If you want the export and policy tools to work, add the Azure auth variables too:
{
"servers": {
"azure-terraform": {
"command": "azure-terraform-mcp-server",
"env": {
"GITHUB_TOKEN": "${GITHUB_TOKEN}",
"ARM_SUBSCRIPTION_ID": "${ARM_SUBSCRIPTION_ID}",
"ARM_TENANT_ID": "${ARM_TENANT_ID}",
"ARM_CLIENT_ID": "${ARM_CLIENT_ID}",
"ARM_CLIENT_SECRET": "${ARM_CLIENT_SECRET}"
}
}
}
}
For local workstation use I'd skip the ARM_CLIENT_SECRET entirely and rely on az login instead. The aztfexport tool will pick up the active CLI session, which is far less of a faff than rotating service principal secrets.
Starting the server in VS Code
Once mcp.json is saved, open the Command Palette and run MCP: List Servers. You should see azure-terraform in the list with a status of Stopped. Hit Start on it and watch the output panel.
To check the tools actually loaded, open the Copilot Chat panel, click the tool picker (the small spanner icon), and you should see the Azure Terraform tools listed alongside any other MCP servers you have configured. You can toggle them on and off here per chat session, which is occasionally useful when you want to force the model to think for itself rather than reach for a tool.
Using it in practice
The way the MCP integration works in VS Code is that the model decides when to call tools based on what you ask. You don't invoke them directly. So the way to use the Azure Terraform MCP Server is just to ask Copilot questions that would benefit from grounded Azure context.
A few prompts that exercise different tools:
Documentation lookup:
"What arguments does the latest azurerm_storage_account resource accept for blob retention policy? Show me the HCL."
AVM module suggestion:
"Is there an Azure Verified Module for an Application Gateway? If so, give me the latest version and a basic usage example."
Resource export:
"I have a storage account at /subscriptions/xxx/resourceGroups/rg-data-prod/providers/Microsoft.Storage/storageAccounts/stdataprod001. Generate the Terraform for it."
Policy validation:
"Run the AVM security policies against the Terraform in the ./infra folder and tell me what's failing."
The thing I'd stress is that the model is still doing the orchestration. Sometimes it'll forget the tool exists and answer from its training data anyway. If that happens, prompt it explicitly: "use the Azure Terraform MCP server to look this up". Once it's used a tool once in a session it tends to lean on it for the rest of the conversation.
A couple tips
The cache directory. The server caches AzAPI schemas, AVM data, and Conftest policies in ~/.azure-terraform-mcp/. If something looks stale, that's the first place to clear.

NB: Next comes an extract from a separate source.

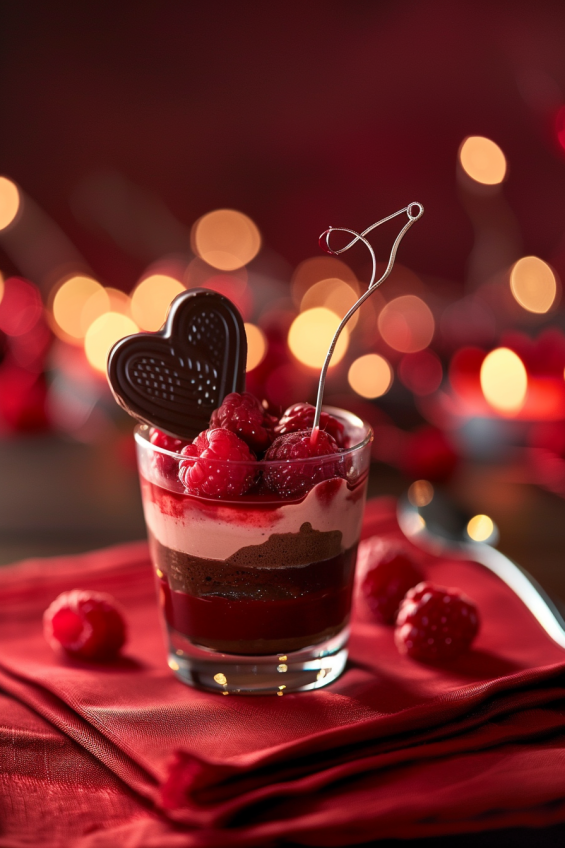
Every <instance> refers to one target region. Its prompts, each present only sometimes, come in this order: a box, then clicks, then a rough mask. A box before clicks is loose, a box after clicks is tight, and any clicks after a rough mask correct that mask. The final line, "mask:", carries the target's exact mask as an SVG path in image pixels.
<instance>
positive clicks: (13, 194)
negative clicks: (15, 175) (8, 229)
mask: <svg viewBox="0 0 565 848" xmlns="http://www.w3.org/2000/svg"><path fill="white" fill-rule="evenodd" d="M19 209H20V193H19V191H18V187H17V185H16V184H15V183H13V182H12V180H9V179H8V178H7V177H0V230H5V229H6V227H9V226H10V224H11V223H12V222H13V221H14V220H15V218H16V215H17V214H18V212H19Z"/></svg>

Conftest auto-install. The setup_conftest_environment tool will offer to install Conftest for you using your platform's package manager (brew on macOS, apt on Linux, scoop or choco on Windows). It works well, but it'll prompt for confirmation, and the prompt comes back through the chat interface rather than your terminal.
Telemetry. The server sends anonymous usage telemetry to Azure Application Insights by default. There's no personal data collected, but if you'd rather opt out, set TELEMETRY_ENABLED=false in the env block of your mcp.json.
Provider version awareness. The documentation tools fetch the latest provider docs by default. If your project is pinned to an older AzureRM version, the model might suggest arguments that don't exist in your version yet.
My thoughts
I've been running this for a few weeks now across personal projects, and it's noticeably reduced the amount of time I spend correcting the model on Terraform syntax. The combination of grounded provider docs and AVM lookups means Copilot now writes Azure Terraform that actually compiles on first attempt more often than not, which wasn't true six months ago.
It's not a magic bullet. The model still makes architectural choices I disagree with, and the policy validation results need a human to interpret them properly. But as a piece of plumbing that makes Copilot meaningfully better at Azure-specific Terraform, the cost of setting it up pays off.